Biden revives the two-state solution for Israel and Palestine, but is he serious?

The president of the United States, Joe Biden.

For decades, the United States has defended, with greater or lesser effort, the two-state solution to the conflict between Israel and Palestine. In the wake of the Gaza war, President Joe Biden has revived the idea, but is he serious about this commitment?

A two-state path is required with real security guarantees for Israel,” reiterated US Secretary of State Antony Blinken during his sixth tour of the Middle East since the Hamas attack on October 7 that led to the current Israeli offensive. over the Gaza Strip.

Before the war, the Democratic Administration of Joe Biden focused all its efforts on helping Israel seek a historic agreement to normalize relations with Saudi Arabia, but the massacre perpetrated by the Palestinian Islamist group, which caused more than 1,200 deaths, dynamited the negotiations.

The unprecedented humanitarian crisis that the Gaza Strip is now suffering, where more than 30,000 people have died due to Israeli attacks, have forced Washington to once again emphasize the need to create a Palestinian state.

Two States, a plan that always comes back

Neither the United States nor most European countries recognize the independence of the Palestinian territories, today divided between the West Bank, militarily occupied by Israel with a pseudo-autonomous government of the Palestinian National Authority, and the besieged Gaza Strip, controlled by Hamas.

But Washington’s proposal for a negotiated solution between Israelis and Palestinians to create two states that coexist in peace is not new.

Democrat Bill Clinton proposed in 2000 the creation of a Palestinian State in the so-called Clinton Parameters and Republican George W. Bush presented the Road Map for Peace in 2003 with the European Union, Russia and the United Nations to support an independent Palestine.

Obama tried it too

The Democratic Administration of Barack Obama also opted for the two-state solution, but the negotiations failed due to disagreements over Jewish settlements and the release of Palestinian prisoners, while Republican Donald Trump’s Peace Plan was rejected by Palestinian leaders because aligned with Israel’s interests.

When the Biden administration took office in 2021, it saw no benefit in trying to address this issue because it had “no reasonable prospect” of moving forward and decided to “dedicate its attention elsewhere,” analyst Michael Hanna tells TTU. from the International Crisis Group think tank.

Former United States President Barack Obama.

But the events of October 7 demonstrated that the ‘status quo’ is no longer sustainable, Hanna adds.

The State Department confirmed at the end of last January that Blinken ordered his team to analyze “several options” for the establishment of an independent Palestinian State with security guarantees for Israel, but many analysts doubt that the Biden Government can weave a successful plan in this regard.

Dim prospects

One of the biggest obstacles that has hampered prospects for a Palestinian state for decades is the fragmentation of its territory, aggravated by the construction of Israeli colonies within the West Bank.

This Friday, the Israeli Government declared 800 hectares of the Jordan Valley as state lands.
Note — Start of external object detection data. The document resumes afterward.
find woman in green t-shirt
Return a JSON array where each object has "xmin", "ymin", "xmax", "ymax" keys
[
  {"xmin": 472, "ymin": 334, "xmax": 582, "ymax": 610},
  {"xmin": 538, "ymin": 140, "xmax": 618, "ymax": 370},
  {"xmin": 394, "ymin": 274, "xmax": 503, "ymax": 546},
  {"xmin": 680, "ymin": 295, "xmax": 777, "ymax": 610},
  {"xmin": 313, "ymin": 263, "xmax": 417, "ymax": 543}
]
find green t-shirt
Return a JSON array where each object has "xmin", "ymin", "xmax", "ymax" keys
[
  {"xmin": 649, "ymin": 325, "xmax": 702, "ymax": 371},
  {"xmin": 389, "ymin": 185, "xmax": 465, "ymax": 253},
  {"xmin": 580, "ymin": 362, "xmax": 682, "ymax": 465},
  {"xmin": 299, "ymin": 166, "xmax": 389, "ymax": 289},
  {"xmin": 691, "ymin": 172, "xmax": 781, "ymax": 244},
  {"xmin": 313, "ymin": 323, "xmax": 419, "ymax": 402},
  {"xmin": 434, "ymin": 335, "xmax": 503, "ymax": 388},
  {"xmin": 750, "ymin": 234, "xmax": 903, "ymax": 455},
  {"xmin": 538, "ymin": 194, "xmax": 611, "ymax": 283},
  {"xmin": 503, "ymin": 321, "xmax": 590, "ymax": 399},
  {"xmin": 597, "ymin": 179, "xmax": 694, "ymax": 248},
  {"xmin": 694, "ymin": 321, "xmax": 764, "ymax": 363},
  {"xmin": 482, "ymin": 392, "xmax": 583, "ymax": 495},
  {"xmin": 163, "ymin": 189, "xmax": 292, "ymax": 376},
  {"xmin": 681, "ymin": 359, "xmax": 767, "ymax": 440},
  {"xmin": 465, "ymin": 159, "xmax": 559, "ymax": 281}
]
It is the largest expanse of Palestinian land designated for Israeli settlement construction in decades.

The news coincided with Blinken’s visit to Israel. He condemned the land grabs because they “make the already challenging two-state prospect even more complicated.”

But it does not seem that it will convince the Government of Prime Minister Benjamin Netanyahu, the most right-wing in the history of Israel and another of the great obstacles to the creation of a Palestinian State.

Netanyahu opposes the idea of ​​two states. He intends to continue the offensive on Gaza until the total eradication of Hamas. He has designed a post-war scenario in which the Israeli Army would man a security perimeter around the enclave.

Therefore, for Lidna Robinson, an expert at the Council on Foreign Relations, the only possible path to a two-state solution would be through a change of government in Israel and for the Biden Administration to take the issue seriously by increasing the “pressure.” about the Jewish State.

Time is ticking and a victory for Trump in the November presidential elections would once again bury the idea of ​​the two states.